# Legalising/Attesting documents; Irish expat dubai



## niacasey (Jan 24, 2009)

Hi all

I'm moving to Dubai tomorrow with my husband who has a job already lined up. 

I'm a registered nurse and a registered social worker and hope to find work in either profession once landed. I have started the ball rolling with regard to legalizing my qualifications and have stumbled on a problem. was just wondering if anyone can help me.

Basically i have the following documents;

Original Nursing Registration/Qualification (dating from 2000)
Current Nursing Registration (for the year 2009)
Masters in Social Work (from National University of Ireland, Cork)
Registration with The National Qualification in Social Work Board

I went to a notary/solicitor in Cork who notarised the documents. He used a cover sheet and attached notarised photocopies of all my qualifications on to it. Essentially he created one document. I brought this document to the Dept of Foreign Affairs who signed and stamped it (?legalised/? attested). I flew to london and brought it to the UAE Embassy for legalisation. However they refused to do this as they said each document needs to be attested separately by the Irish Dept of Foreign Affairs. The only page the Dept of Foreign Affairs and stamped was fronnt cover page done out by the solicitor.

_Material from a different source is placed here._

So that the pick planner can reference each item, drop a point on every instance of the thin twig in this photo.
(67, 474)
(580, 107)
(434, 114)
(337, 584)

Question: Do I need to go back to my solicitor for him to make out four separate documents; one for each qualification _OR_ do i just bring the document back to the Dept of Foreign affairs in Ireland and get them to stamp each page of the one document i already have (meaning the photocopies of my qualifications)

I know this all sounds a little confusing..........im completely confused myself. Have been on the UAE website which has shed no light on the matter. My husband had only one qualification/one document to legalise so the process was very straight forward.....


----------



## stevieboy1980 (Sep 9, 2008)

you only need one of your education documents attesting, not all of them


----------



## cubex (Dec 10, 2008)

Yes you need only one of the educational documents attested. People usually get their highest level certificate attested but not necessary. 
Although i have Masters deree from a different country, I got my Bachelors degree attested locally which was far cheaper and hassle free.


----------